Le ministre de l’Energie Laurent Muzangisa a déclaré que la RDC détient « la plus grande concentration d’énergie au monde » sur le site du barrage d’Inga qui dispose de 45 % du potentiel hydroélectrique économiquement exploitable de la planète, soit 100.000 MW
Le ministre de l’Energie Laurent Muzangisa a déclaré mercredi à Kinshasa, lors de l’ouverture de l’Atelier consacré au Projet Inga III, que la « République Démocratique du Congo dispose de 45 % de l’immense potentiel hydroélectrique économiquement exploitable estimé à plus de 100.000 MW et localisé au site d’Inga, faisant de ce dernier « la plus grande concentration d’énergie au monde ».

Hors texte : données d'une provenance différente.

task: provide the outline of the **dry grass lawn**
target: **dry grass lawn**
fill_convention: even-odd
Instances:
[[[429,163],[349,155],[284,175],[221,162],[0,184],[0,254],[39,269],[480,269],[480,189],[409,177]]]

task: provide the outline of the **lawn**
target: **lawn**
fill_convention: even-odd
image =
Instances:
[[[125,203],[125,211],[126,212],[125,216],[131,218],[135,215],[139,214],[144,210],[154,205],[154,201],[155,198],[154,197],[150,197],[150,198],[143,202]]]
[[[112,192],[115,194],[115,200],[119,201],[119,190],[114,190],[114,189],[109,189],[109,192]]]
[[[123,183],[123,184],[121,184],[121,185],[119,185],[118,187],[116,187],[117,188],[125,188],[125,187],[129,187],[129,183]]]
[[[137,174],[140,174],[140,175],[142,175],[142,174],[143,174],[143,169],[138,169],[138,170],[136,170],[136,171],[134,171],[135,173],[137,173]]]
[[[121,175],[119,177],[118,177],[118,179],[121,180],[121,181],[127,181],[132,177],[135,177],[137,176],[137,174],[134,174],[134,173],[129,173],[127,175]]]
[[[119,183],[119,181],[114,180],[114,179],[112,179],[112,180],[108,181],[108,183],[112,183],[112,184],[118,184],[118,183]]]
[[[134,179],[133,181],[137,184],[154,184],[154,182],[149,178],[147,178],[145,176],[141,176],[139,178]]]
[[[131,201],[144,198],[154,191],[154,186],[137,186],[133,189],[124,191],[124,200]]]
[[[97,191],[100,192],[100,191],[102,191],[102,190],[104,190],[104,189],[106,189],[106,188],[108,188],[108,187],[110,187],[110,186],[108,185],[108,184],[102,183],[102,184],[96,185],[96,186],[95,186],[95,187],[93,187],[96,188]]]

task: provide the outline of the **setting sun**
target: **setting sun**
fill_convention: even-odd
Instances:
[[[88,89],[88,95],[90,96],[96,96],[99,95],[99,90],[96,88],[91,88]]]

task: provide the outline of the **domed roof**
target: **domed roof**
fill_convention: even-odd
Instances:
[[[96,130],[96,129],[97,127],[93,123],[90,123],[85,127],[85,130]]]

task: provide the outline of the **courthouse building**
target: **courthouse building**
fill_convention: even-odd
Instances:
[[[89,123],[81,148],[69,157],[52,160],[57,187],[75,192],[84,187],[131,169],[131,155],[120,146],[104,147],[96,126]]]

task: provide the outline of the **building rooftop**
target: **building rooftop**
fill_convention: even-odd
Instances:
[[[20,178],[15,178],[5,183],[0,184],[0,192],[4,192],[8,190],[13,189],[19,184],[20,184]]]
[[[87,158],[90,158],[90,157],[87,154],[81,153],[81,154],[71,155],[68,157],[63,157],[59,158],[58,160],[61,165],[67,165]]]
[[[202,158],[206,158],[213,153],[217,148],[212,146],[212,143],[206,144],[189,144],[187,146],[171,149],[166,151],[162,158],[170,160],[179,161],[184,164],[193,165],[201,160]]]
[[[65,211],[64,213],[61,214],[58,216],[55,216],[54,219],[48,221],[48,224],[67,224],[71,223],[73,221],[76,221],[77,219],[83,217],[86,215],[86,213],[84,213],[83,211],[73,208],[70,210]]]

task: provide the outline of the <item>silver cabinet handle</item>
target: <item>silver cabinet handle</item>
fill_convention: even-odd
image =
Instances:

Il a précisé que le site d’Inga est suivi des barrages hydroélectriques : Trois Gorges en Chine avec 18.000 MW, Itaipu au Brésil avec 15.000 MW et baie James au Canada avec 12.000 MW. Le ministre de l’Energie a mis en exergue la vision claire du gouvernement pour le développement du site d’Inga et dont le plan est conçu en trois phases, à savoir : la construction d’Inga I, avec une puissance installée de 351 MW, et Inga II pour 1.424 MW, en utilisant la vallée de Nkokolo ; la construction d’Inga III, pour 4.300 MW, par l’élargissement de la même vallée et la construction du Grand Inga, qui produira plus de 39.000 MW en barrant tout le fleuve en amont et en utilisant la vallée de Mbudi.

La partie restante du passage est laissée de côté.